Newsom Witnesses Criminal Act Firsthand

Democratic Governor Gavin Newsom of California said in a meeting on Wednesday that he and an employee at Target got into an altercation after he saw someone allegedly shoplifting. Newsom noted that theft is not tolerated under his state’s laws and then asked to speak with management.

During his checkout at Target, California Governor Gavin Newsom stated on Wednesday that he had personally seen shoplifting. However, when Newsom requested that a worker intervene to stop the shoplifter, the employee blamed the governor before realizing the governor was standing before her.

During a Zoom press conference call for Proposition 1, also known as Treatment Not Tents, a mental health ballot issue that will be presented to voters on March 5, Newsom recalled the exchange.

In response to the employee’s allegations that the governor had lowered the threshold and allowed crime to flourish, Newsom reaffirmed California’s position as having the “tenth toughest” policy against shoplifting in the United States.

It should be noted that at the time of the 2014 signing of Proposition 47, Newsom was not governor.
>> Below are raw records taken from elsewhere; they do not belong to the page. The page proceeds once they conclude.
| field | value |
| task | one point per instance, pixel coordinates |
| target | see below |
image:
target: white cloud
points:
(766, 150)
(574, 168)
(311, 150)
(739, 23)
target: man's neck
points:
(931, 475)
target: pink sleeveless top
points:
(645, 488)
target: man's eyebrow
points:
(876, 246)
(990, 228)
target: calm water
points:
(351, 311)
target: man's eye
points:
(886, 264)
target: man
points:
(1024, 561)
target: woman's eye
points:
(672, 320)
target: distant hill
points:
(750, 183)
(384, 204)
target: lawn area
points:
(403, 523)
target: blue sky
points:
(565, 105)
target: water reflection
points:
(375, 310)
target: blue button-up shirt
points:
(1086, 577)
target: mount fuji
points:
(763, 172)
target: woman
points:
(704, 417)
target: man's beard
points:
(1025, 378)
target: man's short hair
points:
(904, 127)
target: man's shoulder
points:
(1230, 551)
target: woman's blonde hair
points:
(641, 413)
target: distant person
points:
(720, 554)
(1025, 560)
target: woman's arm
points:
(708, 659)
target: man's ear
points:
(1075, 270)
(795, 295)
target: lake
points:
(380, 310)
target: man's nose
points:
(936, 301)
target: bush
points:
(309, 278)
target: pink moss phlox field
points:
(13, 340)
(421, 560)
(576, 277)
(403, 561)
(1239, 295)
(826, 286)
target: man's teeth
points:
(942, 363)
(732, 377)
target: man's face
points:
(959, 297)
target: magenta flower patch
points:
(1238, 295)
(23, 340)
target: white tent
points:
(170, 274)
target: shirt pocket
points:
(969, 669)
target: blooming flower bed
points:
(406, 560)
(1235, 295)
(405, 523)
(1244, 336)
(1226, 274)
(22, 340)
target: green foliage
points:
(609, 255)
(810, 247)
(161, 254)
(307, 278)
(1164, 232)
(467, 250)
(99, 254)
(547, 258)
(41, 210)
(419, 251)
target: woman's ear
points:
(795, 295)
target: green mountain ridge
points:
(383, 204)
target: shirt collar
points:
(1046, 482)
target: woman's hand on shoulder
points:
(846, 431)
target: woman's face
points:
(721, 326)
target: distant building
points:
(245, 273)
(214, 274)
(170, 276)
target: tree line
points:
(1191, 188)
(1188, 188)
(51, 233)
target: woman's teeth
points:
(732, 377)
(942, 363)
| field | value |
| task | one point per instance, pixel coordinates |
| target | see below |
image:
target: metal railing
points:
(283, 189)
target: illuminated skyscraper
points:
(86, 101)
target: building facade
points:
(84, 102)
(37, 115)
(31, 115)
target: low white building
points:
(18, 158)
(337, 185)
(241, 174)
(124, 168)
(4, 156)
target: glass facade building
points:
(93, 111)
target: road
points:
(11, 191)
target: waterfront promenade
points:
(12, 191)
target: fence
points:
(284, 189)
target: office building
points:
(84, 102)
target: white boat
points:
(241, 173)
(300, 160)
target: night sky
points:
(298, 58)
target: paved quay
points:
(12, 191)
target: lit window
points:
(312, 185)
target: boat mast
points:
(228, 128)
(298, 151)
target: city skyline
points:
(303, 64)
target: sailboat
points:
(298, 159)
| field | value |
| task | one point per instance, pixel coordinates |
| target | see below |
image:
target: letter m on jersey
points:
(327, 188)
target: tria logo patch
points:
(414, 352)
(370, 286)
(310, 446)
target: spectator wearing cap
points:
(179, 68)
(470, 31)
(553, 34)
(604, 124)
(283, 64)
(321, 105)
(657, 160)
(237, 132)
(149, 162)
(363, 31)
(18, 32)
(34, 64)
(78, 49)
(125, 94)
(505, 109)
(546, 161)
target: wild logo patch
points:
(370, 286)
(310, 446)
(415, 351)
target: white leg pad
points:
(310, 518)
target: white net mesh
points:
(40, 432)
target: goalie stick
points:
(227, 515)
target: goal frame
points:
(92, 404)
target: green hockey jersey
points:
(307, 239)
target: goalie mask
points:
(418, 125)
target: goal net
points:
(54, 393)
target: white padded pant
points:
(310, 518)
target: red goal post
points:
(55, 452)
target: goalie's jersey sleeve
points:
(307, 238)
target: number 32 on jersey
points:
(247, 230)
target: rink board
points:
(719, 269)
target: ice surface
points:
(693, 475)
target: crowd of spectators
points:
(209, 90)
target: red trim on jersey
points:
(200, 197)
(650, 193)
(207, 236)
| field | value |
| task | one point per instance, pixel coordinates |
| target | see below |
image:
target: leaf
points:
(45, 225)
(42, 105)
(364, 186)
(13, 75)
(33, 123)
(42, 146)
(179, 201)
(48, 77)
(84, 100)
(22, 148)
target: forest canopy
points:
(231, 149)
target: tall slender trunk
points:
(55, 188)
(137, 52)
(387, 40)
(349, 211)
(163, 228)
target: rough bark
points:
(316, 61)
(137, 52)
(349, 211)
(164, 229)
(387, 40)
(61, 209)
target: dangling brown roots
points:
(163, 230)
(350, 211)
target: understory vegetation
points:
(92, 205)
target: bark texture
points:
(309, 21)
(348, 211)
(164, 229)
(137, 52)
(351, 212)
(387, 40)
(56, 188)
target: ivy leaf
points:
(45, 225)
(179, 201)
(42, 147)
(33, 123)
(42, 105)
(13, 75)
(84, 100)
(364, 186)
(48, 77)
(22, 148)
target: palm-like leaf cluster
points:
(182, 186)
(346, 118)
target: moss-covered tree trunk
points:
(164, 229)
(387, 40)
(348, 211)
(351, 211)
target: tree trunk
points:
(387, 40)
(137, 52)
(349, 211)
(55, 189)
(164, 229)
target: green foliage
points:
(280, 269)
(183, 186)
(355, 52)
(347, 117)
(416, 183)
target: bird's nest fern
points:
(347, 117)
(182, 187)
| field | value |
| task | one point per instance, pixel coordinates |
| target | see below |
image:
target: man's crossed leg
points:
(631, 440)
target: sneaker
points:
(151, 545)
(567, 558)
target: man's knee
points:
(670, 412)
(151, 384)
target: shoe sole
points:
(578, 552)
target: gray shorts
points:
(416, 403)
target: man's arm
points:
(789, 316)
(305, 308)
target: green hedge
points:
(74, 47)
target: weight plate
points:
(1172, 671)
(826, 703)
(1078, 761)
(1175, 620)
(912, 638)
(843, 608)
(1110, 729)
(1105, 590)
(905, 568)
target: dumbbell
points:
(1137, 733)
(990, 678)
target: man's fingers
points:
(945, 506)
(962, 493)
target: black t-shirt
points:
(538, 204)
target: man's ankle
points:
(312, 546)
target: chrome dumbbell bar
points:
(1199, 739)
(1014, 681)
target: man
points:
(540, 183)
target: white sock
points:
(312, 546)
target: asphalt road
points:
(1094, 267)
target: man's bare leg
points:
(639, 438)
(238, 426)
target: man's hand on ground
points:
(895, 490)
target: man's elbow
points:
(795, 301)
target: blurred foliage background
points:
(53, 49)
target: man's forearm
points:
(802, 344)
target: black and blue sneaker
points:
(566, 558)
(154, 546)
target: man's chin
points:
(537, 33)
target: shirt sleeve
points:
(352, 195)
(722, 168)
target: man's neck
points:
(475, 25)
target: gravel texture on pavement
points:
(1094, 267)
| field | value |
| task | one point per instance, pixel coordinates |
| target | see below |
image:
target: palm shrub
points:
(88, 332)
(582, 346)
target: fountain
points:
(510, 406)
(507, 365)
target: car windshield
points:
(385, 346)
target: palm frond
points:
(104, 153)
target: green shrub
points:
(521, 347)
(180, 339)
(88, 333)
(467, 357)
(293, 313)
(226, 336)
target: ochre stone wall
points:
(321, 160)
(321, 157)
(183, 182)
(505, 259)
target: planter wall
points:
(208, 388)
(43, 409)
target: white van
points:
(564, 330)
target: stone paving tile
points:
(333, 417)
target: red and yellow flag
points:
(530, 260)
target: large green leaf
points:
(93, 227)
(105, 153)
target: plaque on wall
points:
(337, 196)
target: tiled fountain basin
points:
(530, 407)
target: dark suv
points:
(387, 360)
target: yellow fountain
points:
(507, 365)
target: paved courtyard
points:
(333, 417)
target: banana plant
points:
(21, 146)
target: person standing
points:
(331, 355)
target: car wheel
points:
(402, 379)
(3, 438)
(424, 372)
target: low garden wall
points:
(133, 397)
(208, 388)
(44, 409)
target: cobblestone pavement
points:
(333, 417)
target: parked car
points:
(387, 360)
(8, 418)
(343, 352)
According to Newsom, he preferred to chat with a manager than take a picture. Neither the time nor the place of the incident at the Target store were divulged during the Zoom conference.

In California, shoplifting is a significant issue. Stores in San Francisco, like Target, have locked up various supplies, including gum, toothpaste, and laundry detergent.

In 2014, voters in California approved Proposition 47, which, according to Magnus Lofstrom, Policy Director for the Public Policy Institute of California (PPIC), reclassified certain non-violent offenses as misdemeanors instead of felonies. This includes shoplifting and grand theft under $950. While shoplifting in the blue state increased by 29% between 2021 and 2022, it was 15% higher in the year Proposition 47 was approved and 8% lower than pre-pandemic levels, according to Lofstrom.

Retailers in California have started to push for stricter punishments for property crimes. According to a press statement from the company, Target closed three shops in the Bay Area of California because of the high crime rate.

Legislators in California have also sought support for AB 1772, a new measure that aims to mandate prison term for a third theft conviction. The proposed legislation would establish punishments ranging from one to three years, depending on the specifics of the offense.